The long-term sustainability of data repositories in the Earth and environmental sciences is increasingly influenced by evolving institutional priorities, fluctuating funding, and shifting governance frameworks. Recent events have highlighted the vulnerabilities in the continued accessibility of major US-based climate and environmental datasets, particularly in the context of political shifts, underscoring the fragility of even well-established infrastructures. Against this backdrop, we propose a multi-level, network-oriented model for strengthening the resilience of Earth and environmental data infrastructures. This model, in addition to enhancing the self-healing capabilities of individual repositories, aims to establish a common framework for cooperative stewardship.

Until recently, frameworks like Core Trust Seal and the Repository Crisis Scorecards, developed by the ESIP Repositories Resilience Project, have focused on risk assessment and mitigation and some resilience, but less on recovery. Resilience is conceptualised in our approach as the coordinated interaction of several layers that collectively enhance the “rescuability” of essential scientific data. It includes networks of mutual support, in which repositories proactively coordinate to prepare for and respond to operational crises, sharing responsibilities to reduce the risk of isolated failures; harmonized technologies and standards, common protocols, and training, enabling efficient creation of rescue-ready data packages; a structured validation and stress-testing framework to assess vulnerabilities using transparent, scenario-based criteria; and a contingency layer providing shared resources, such as temporary storage or hosting, deliberately reserved to support other repositories, and enabling distributed, peer-to-peer style replication workflows that allow data to remain accessible even when local systems cannot operate fully. A further component of this approach is the prioritisation of critical or at-risk datasets, ensuring that limited rescue capacity is directed toward collections whose loss would most severely affect research continuity and societal monitoring needs.

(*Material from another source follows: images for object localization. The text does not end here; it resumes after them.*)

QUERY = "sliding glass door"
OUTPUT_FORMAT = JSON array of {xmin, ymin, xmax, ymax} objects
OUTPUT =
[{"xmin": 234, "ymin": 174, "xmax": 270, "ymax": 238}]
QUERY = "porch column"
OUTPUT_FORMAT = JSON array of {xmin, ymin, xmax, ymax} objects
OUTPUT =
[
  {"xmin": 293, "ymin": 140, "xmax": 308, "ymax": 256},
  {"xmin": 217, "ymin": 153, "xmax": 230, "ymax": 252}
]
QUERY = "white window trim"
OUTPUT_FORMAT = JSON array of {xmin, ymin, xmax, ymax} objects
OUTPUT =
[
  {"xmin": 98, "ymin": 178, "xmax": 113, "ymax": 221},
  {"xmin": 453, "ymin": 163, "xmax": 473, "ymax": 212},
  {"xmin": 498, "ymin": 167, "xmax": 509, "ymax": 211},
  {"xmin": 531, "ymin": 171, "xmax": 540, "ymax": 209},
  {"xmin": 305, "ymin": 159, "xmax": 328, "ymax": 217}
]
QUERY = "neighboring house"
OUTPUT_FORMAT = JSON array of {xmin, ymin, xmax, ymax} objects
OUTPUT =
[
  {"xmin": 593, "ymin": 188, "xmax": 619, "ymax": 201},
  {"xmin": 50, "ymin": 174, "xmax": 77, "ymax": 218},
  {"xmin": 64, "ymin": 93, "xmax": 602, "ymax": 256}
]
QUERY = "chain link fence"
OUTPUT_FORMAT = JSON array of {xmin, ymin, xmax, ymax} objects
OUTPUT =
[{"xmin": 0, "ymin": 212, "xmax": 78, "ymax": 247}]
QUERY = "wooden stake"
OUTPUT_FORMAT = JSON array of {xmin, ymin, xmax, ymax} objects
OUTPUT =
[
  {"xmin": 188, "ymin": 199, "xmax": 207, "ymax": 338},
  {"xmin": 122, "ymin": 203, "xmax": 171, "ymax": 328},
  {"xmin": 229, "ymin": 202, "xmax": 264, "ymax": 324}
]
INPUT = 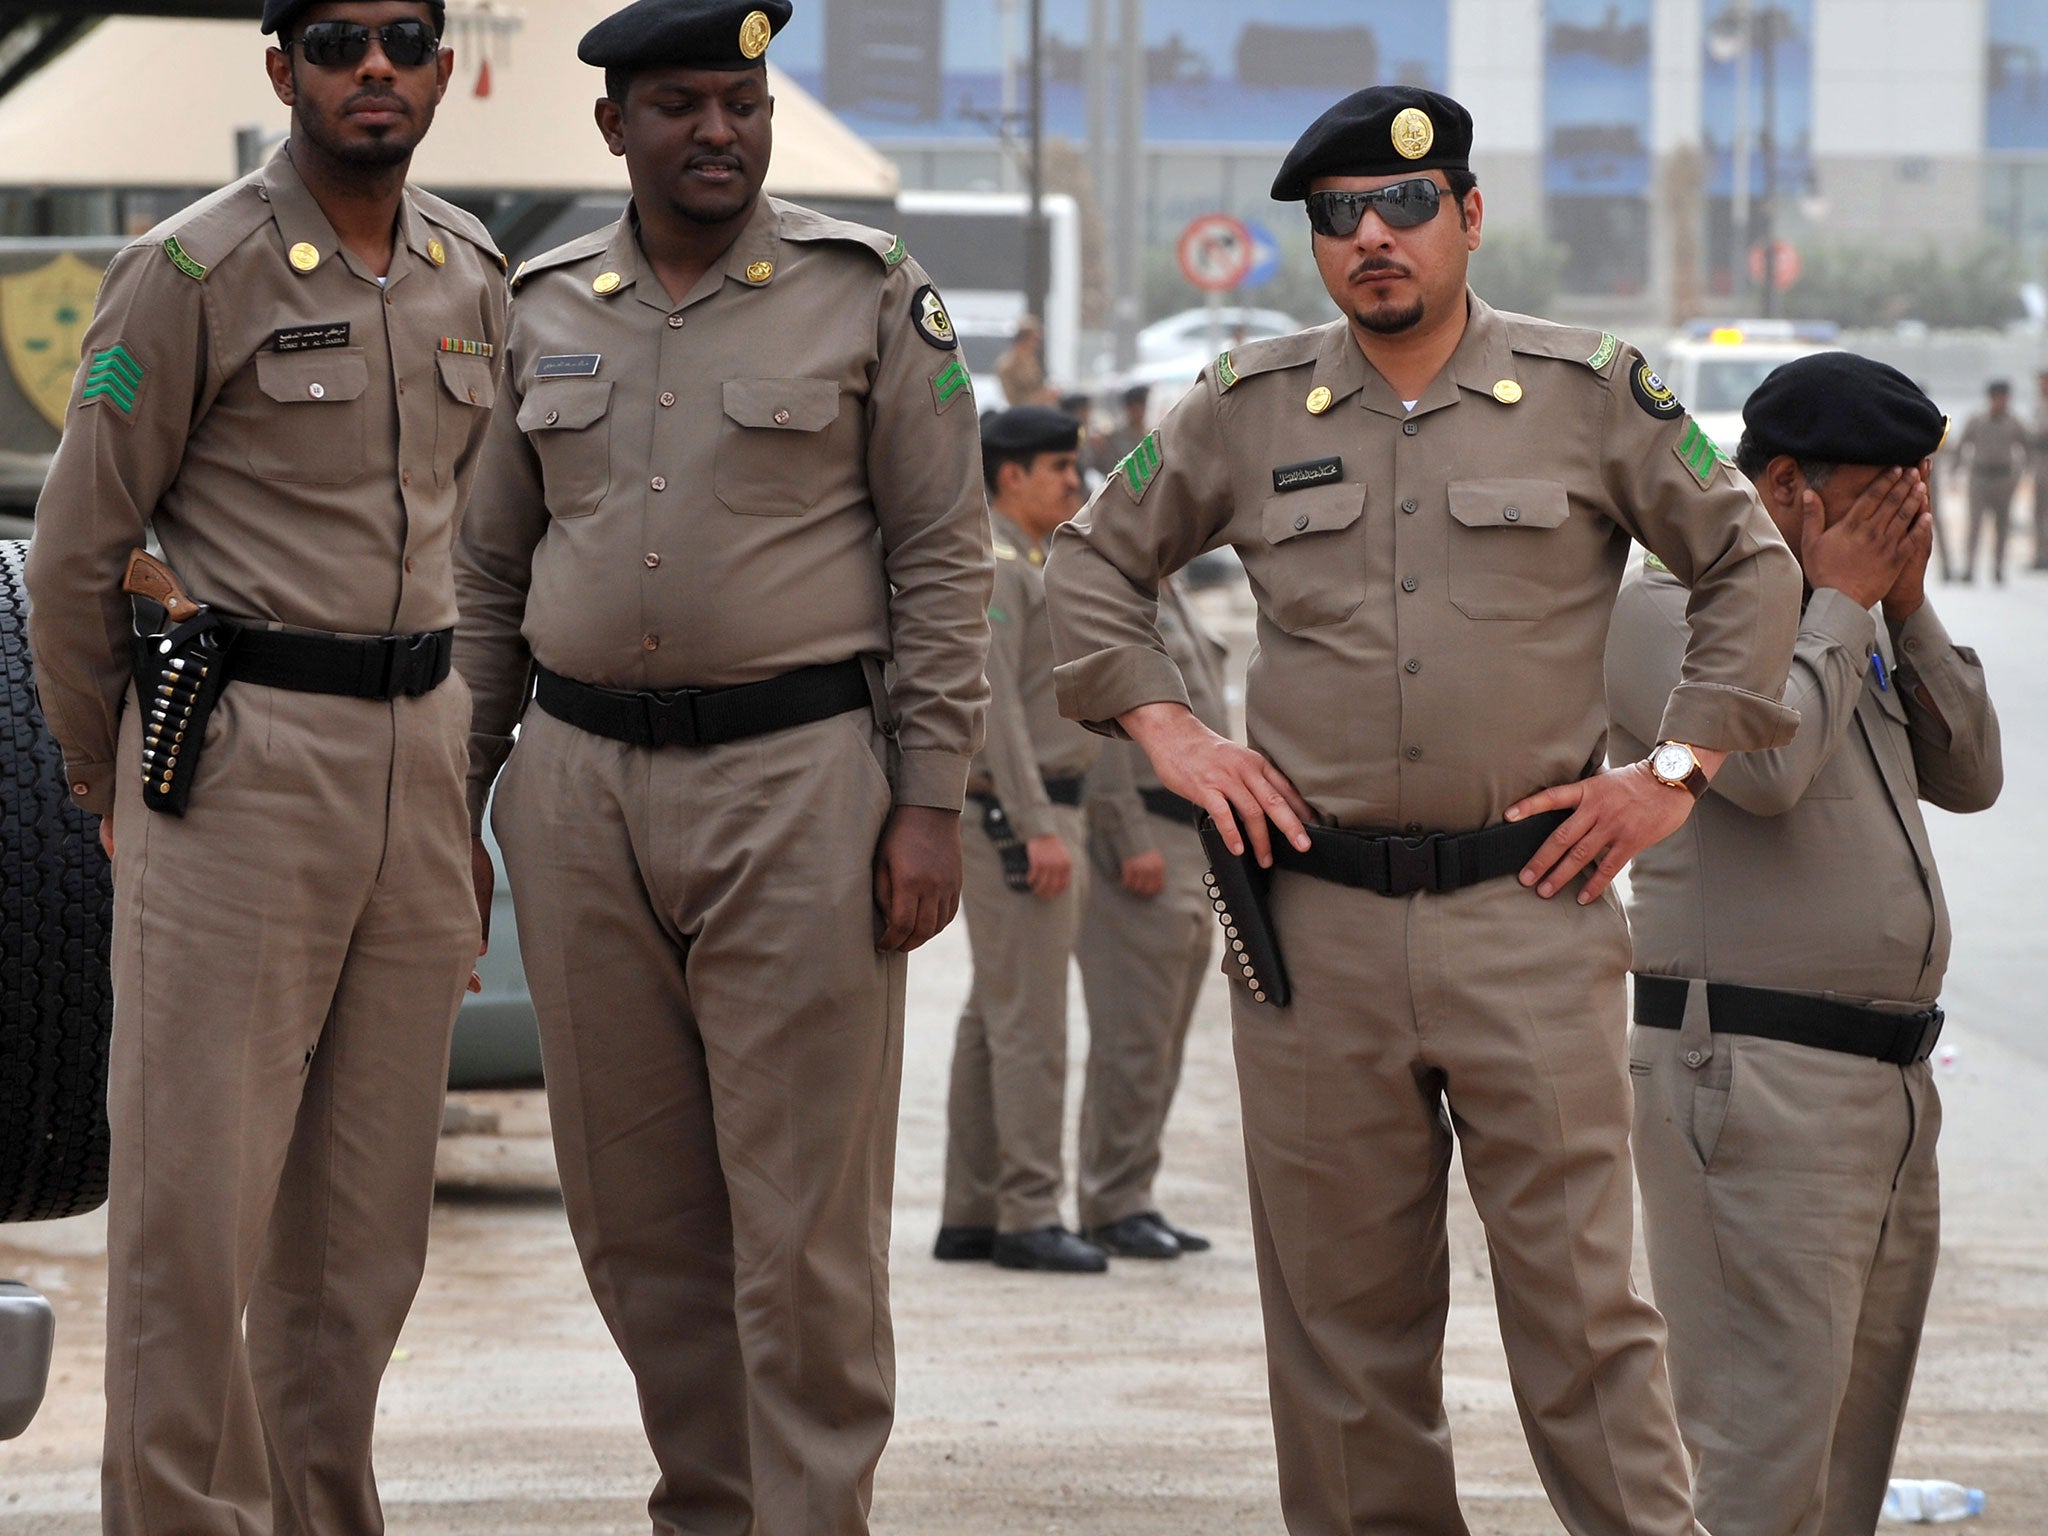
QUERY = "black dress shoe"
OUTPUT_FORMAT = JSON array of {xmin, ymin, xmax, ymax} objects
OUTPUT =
[
  {"xmin": 932, "ymin": 1225, "xmax": 995, "ymax": 1261},
  {"xmin": 991, "ymin": 1226, "xmax": 1108, "ymax": 1272},
  {"xmin": 1140, "ymin": 1211, "xmax": 1211, "ymax": 1252},
  {"xmin": 1085, "ymin": 1213, "xmax": 1181, "ymax": 1259}
]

We illustrate this approach with examples from existing Earth and environmental science repositories, and argue that even small and mid-sized infrastructures can benefit from strategies that preserve core data and metadata, even if complete restoration of complex interfaces or ingestion pipelines might be impractical. Given the heterogeneity, scale, and long-term relevance of environmental data, developing tiered, distributed resilience strategies is essential for maintaining scientific continuity in an era of increasing systemic uncertainty.